Population growth also increases our dependence on fossil fuels, making the U.S. more likely to resort to deepwater oil drilling and more susceptible to disasters such as the 2010 Deepwater Horizon oil disaster. Indeed, it is hard to think of a single environmental problem that is not made significantly worse by population growth, or that could not be more effectively met if we could stabilize or reduce our population.

As the Clinton Council on Sustainable Development wrote, “The sum of all human activity, and thus the sum of all environmental, economic and social impacts from human activity, is captured by considering population together with consumption.”5

As President Jimmy Carter’s Council on Environmental Quality put it, in a report years earlier, “The United States should ... develop a U.S. national population policy that includes attention to issues such as population stabilization.”6

As the great conservationist Aldo Leopold put it, 50 years before that:

“If there is any question of ‘superiority’ involved at all, it is whether we will prove capable of regulating our own future human population density by some qualitative standard, or whether, like the grouse, we will automatically fill up the large biological niche which Columbus found for us, and which Mr. Edison and Mr. Ford, through ‘management’ of our human environment, are constantly making larger. I fear we will. The boosters fear we will not, or else they fear there will be some needless delay about it.”7

American environmentalists face a choice. Ultimately, our environmental goals can only be accomplished if the population of the U.S. stops growing. This will only occur if immigration is substantially reduced, preferably by bringing immigration numbers in line with emigration numbers.

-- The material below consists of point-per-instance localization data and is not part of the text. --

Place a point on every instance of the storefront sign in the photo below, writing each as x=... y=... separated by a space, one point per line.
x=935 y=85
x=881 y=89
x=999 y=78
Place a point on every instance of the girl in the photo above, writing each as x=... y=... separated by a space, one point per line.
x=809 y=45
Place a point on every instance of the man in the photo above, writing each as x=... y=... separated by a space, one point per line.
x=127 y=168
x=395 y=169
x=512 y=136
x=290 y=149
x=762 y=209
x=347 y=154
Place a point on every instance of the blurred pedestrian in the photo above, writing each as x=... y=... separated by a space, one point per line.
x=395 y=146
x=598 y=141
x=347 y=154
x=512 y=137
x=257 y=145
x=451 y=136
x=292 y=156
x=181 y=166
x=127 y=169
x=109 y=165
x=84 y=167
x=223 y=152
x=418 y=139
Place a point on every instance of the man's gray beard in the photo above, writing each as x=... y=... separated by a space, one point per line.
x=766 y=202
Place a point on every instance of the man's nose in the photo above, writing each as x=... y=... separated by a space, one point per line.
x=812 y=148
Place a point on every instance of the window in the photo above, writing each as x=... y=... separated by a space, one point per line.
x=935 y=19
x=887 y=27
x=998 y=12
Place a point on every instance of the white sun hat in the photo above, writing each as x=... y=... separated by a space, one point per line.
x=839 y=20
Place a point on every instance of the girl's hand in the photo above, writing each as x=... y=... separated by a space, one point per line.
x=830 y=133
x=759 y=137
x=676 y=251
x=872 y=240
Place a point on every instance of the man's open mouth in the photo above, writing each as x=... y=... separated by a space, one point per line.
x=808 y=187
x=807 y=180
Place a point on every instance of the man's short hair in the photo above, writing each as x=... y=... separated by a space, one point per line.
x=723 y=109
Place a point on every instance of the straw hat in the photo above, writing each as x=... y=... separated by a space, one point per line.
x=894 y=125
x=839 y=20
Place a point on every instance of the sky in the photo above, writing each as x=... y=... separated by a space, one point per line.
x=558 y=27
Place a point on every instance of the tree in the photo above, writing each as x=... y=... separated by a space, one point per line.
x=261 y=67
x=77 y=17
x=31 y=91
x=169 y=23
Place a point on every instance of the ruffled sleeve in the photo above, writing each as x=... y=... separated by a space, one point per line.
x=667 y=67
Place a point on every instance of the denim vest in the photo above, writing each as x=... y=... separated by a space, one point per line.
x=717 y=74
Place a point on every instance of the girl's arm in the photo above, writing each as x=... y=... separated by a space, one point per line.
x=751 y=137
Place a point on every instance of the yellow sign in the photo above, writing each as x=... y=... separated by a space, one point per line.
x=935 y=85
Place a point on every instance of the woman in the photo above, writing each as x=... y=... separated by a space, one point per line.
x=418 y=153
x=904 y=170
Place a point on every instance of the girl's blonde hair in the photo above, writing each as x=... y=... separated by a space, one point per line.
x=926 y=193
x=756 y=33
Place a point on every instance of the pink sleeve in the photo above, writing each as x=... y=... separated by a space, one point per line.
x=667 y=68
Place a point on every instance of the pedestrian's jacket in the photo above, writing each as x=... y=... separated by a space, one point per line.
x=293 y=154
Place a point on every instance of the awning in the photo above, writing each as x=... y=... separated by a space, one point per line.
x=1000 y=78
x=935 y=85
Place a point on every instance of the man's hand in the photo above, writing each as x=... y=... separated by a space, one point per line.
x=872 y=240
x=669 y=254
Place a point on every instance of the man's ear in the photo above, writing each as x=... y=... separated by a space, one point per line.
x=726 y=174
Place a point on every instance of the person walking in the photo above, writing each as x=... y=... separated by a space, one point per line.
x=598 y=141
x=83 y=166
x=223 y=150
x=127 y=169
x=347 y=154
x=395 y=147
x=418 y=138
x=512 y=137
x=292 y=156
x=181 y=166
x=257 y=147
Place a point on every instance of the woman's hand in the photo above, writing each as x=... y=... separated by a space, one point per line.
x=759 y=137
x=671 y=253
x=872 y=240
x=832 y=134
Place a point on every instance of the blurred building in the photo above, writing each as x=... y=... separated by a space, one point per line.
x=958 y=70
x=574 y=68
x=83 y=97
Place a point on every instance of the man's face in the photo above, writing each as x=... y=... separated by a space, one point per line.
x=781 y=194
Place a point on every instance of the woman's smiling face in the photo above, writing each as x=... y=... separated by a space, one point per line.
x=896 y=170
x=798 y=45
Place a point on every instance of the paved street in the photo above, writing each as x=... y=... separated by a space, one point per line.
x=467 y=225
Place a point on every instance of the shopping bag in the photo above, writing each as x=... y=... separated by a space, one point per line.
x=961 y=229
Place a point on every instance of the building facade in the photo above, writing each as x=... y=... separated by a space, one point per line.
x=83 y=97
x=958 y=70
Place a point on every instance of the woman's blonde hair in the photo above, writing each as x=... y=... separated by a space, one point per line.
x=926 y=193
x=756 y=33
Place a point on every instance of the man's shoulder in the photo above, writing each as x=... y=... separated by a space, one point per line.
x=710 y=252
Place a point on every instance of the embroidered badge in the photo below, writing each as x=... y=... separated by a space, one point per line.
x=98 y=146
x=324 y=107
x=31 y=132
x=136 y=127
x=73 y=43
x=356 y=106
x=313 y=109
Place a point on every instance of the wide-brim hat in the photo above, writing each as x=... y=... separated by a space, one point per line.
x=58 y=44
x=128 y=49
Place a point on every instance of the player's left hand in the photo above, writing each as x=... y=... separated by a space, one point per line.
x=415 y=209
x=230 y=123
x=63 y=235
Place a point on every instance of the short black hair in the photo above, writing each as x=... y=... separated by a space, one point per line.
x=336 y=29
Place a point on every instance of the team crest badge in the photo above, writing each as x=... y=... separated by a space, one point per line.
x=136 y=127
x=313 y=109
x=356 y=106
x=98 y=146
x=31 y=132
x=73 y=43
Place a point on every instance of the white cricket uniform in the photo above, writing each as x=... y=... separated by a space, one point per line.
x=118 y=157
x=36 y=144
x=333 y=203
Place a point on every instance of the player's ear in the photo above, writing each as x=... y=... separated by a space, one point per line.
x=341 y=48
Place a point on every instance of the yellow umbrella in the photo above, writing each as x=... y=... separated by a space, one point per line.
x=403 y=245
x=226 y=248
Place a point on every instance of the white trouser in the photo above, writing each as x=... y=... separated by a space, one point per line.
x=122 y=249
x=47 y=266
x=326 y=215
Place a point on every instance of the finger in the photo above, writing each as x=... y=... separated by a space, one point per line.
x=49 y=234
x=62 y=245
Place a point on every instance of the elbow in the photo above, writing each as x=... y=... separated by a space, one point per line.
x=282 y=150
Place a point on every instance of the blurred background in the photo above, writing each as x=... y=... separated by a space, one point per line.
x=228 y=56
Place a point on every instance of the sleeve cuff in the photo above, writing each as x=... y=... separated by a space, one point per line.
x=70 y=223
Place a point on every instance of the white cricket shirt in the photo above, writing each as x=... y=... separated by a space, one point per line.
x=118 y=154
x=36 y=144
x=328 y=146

We must choose between sustainability and continued population growth. We cannot have both.

 

Further reading
Reproduction and the carbon legacies of individuals

Notes
1 Quoted in Stewart Udall, “The Quiet Crisis,” 1966.

2 Carbon Dioxide Information Analysis Center, U.S. Department of Energy, “National Fossil Fuel CO2 Emissions – All Countries.”

3 President’s Council on Sustainable Development, “Towards a Sustainable America: Advancing Prosperity, Opportunity, and a Healthy Environment for the 21st Century,” 1999.

4 Frederick Hollmann, Tammany Mulder, and Jeffrey Kallan, “Methodology and Assumptions for the Population Projections of the United States: 1999 to 2100.” Population Division Working Paper 38, table F (Washington, DC: U.S. Census Bureau, 2000).

5 President’s Council on Sustainable Development, “Towards a Sustainable America.”

6 U.S. Council of Environmental Quality and U.S. Department of State, “Global 2000 Report to the President,” 1981.

7 Aldo Leopold, “Game Methods: The American Way,” 1931.